The Lib Dems didn't do too badly - while their vote did slip, they are in government and traditionally parties in government do badly in by-elections. That's not forgetting the issue of cuts which the Government is inflicting on the nation.

This item on the BBC web-site highlights the desire for MiliE to appeal to disaffected Lib Dem voters (how dare the party of liberal idealism actually have to make difficult choices while in government and actually, well, govern!). Interesting for G&P students in the way that MiliE tries to cast the choice that the Lib Dems made last may in going into Coalition as a "tragic mistake" - personally I don't think they had a realistic alternative. A Lib Dem-Labour coalition would have been weak and would have fallen quickly ("a coalition of the loosers"). It would not have had the necessary seats in the House of Commons to demand a majority.

This post from the BBC's Nick Robinson has some very pertinent things to say about the way that MiliE's thinking is going:

My sense is that Ed Miliband's speech is made up of the things he instinctively believes and those bits of political positioning he's been advised to adopt. His own views are interesting. At one point he argues: "We can't build economic efficiency or social justice simply in the way we have tried before. It won't be enough to rely on a deregulated market economy providing the tax revenues for redistribution. New Labour's critical insight in the 1990s and 2000s was that we needed to be stewards of a successful market economy to make possible social justice through redistribution. The critical insight of Labour in my generation is that both wealth creation and social justice need to be built into the way our economy works."
By this he says he means a high wage economy, the introduction of a Living Wage and respect for communities so that their concerns about government targets, out-of-town supermarkets and post office closures are not simply ignored in the name of efficiency. What he does not say is how this rebalanced economy - something which, incidentally, I have heard both George Osborne and Vince Cable call for - can be created. Watching how his thinking develops will be fascinating.
Ed Miliband does not yet have a convincing narrative which excuses the previous government for its mistakes and flagrant dishonesty with the obvious truth. Nor yet does he have a clear indication (beyond warm words) of where he will be taking his party, and how he can put Labour-friendly policies into action without any money to spend as previous Labour governments have done:

Ed Miliband needs not only to provide a credible alternative to the coalition's policy of cuts and "Maoist" public service reforms. He needs to explain what social democratic politics looks like in an era without easy money to spend. To do so he may need to develop an account of Labour's period in office that addresses more than just a failure to regulate the banks and a slowness of language. 


The Coalition has raised all sorts of  questions over how parties approach issues and probes the way that party allegiances are currently mapped out.
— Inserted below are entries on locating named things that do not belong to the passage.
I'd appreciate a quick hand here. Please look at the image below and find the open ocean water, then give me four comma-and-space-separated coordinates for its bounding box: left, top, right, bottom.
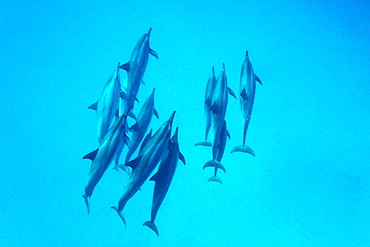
0, 0, 370, 247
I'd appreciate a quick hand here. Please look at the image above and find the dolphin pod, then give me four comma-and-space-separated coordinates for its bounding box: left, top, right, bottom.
231, 51, 262, 156
195, 51, 262, 184
83, 28, 185, 235
83, 28, 262, 237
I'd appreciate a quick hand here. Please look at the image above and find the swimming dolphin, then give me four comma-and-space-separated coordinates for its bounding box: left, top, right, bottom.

It wouldn't be beyond possibility that the dissatisfied Lib Dem supporters (former SDP / Labour members) would return to the Old party fold. The trouble is, that while it's all very well to be idealistic and to promise not to raise University Tuition fees (as the Lib Dems did before the election) when you are not expecting to have to go along with any promise you make.

The Lib Dems have for years been the posturing opposition to business as usual. When thrust into Government, tough choices have to be made, especially at a time when there are significant questions over government debt. Any party not prepared to govern is merely a Pressure Group.